Michael, you are looking at the wrong place for your filtered emails. Since you protected your Gmail account with Spam Arrest, the emails coming to your Gmail account will be taken to your Spam Arrest account and will be filtered. Once done, your clean emails will be placed under your Spam Arrest Inbox and all the junk emails will be in your Spam Arrest Unverified folder. So if you look in your Gmail account, you will still see the junk emails.

You have a couple of options to read your emails:

1. Use Spam Arrest Webmail (http://www.spamarrest.com/members/)
2. Configure an email program such as Outlook in your computer.

If you want to configure your email program to collect the filtered emails, you can certainly do that. But you need to configure it according to our instructions. Its very easy once you follow the instructions from our online Client Configuration guide.

http://www.spamarrest.com/support/client/

Once you setup your email program as mentioned in the guide, all the filtered emails from Spam Arrest will get downloaded to your computer, leaving the junk in our server.

I won't deny that I obviously didn't configure something 'correctly'. But how complex should the process be? Here's what bothers me about the response I got:

While courteous and well intentioned, the response seems to be written with the assumption that I actually care to learn about the idiosyncrasies of Spam Arrest's system. Strike One.

The language is ambiguous. The word 'filter' is one of the most problematic words to use in any user interface context. I simply do not know the meaning of 'you are looking at the wrong place for your filtered emails'. Does 'filtered emails' refer to spam or the mail I want? Strike Two.

There is talk of another inbox, an 'unverified folder' and worst of all two entirely unwanted 'options' for reading my emails. I use Gmail to read my emails. It is far from perfect but it is my email client of choice. Strike Three, you're out Spam Arrest!

Disconnect

As a customer and user, the entire perceived value of Spam Arrest was that the system would be non-intrusive and based on the very easy to understand concept of having email senders verify that they are human beings and not algorithms.

And getting back to my uncertainty about my cancellation: since I terminated my account, my contacts have evidently each been sent an email from Spam Arrest's registration-bot requesting them to verify that they are real people and not spam-bots. 180 degrees wrong I'd say.

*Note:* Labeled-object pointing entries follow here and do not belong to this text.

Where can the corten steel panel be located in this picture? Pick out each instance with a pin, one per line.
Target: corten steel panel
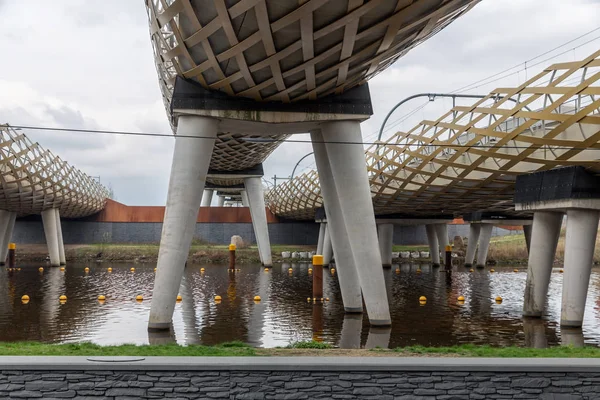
(33, 179)
(468, 160)
(118, 212)
(284, 51)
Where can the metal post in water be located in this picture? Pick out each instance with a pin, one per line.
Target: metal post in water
(317, 277)
(232, 256)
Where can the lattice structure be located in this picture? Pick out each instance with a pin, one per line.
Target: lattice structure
(469, 158)
(33, 179)
(285, 50)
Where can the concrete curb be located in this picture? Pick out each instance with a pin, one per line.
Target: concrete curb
(313, 364)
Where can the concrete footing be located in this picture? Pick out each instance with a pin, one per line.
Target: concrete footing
(545, 232)
(256, 200)
(434, 249)
(191, 159)
(582, 228)
(347, 163)
(7, 224)
(51, 232)
(386, 242)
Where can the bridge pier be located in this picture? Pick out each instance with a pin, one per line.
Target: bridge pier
(191, 159)
(256, 201)
(7, 224)
(350, 286)
(386, 243)
(434, 250)
(206, 198)
(579, 199)
(545, 232)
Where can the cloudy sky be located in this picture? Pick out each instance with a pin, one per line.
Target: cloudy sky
(89, 64)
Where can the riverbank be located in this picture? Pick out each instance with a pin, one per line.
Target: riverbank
(301, 349)
(509, 249)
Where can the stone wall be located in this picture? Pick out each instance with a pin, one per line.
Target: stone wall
(239, 380)
(292, 233)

Here's my main point. It is very easy for software vendors to stray away from the core value of their products - that is if they are out of touch with their user base.

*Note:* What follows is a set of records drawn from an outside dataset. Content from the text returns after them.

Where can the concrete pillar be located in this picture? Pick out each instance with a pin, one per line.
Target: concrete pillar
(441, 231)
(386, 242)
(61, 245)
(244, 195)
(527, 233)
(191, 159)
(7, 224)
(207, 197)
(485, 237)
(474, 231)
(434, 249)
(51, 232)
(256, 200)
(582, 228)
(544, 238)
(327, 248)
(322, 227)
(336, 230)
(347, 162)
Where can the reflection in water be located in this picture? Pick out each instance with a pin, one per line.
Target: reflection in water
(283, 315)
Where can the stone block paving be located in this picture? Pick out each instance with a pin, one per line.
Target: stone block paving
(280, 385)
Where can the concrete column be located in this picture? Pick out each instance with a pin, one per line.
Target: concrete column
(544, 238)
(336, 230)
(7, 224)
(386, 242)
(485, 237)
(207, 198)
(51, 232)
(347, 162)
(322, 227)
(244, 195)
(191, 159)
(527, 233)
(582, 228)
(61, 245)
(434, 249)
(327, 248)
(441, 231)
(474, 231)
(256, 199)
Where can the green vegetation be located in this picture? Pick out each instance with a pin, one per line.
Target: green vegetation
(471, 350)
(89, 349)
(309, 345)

Looking at it from the user side, I would say that Spam Arrest completely missed the point of my basic interest in them. Was it in their interface? Was it in their customer support strategy? Was it in the apparently bloated complexity of the system? Was it in not properly streaming their customers into appropriate market categories based on complexity of need?

These deal breaker issues can only be avoided by knowing the users' needs.

It's a sad truth that many software vendors simply do not understand this basic fact: usability requirements for an application need to be as clearly defined and understood as its functional requirements. Or their customers will go elsewhere.

Likewise we, as users, should not settle for less than what we need. The alternatives are only one Google search away.

As a user I chose to terminate my relationship with Spam Arrest to stop wasting time and money. As a user advocate I chose to write this post to send a message to Spam Arrest that their system of design, engineering and customer support is not working. At least not up to what I would call reasonable standards.

Software vendors, especially producers of such utilities as spam filters, need to be very careful about the learning curves they expect their users to tackle. Don't make users go hunting around for functionality. Bring it to their door.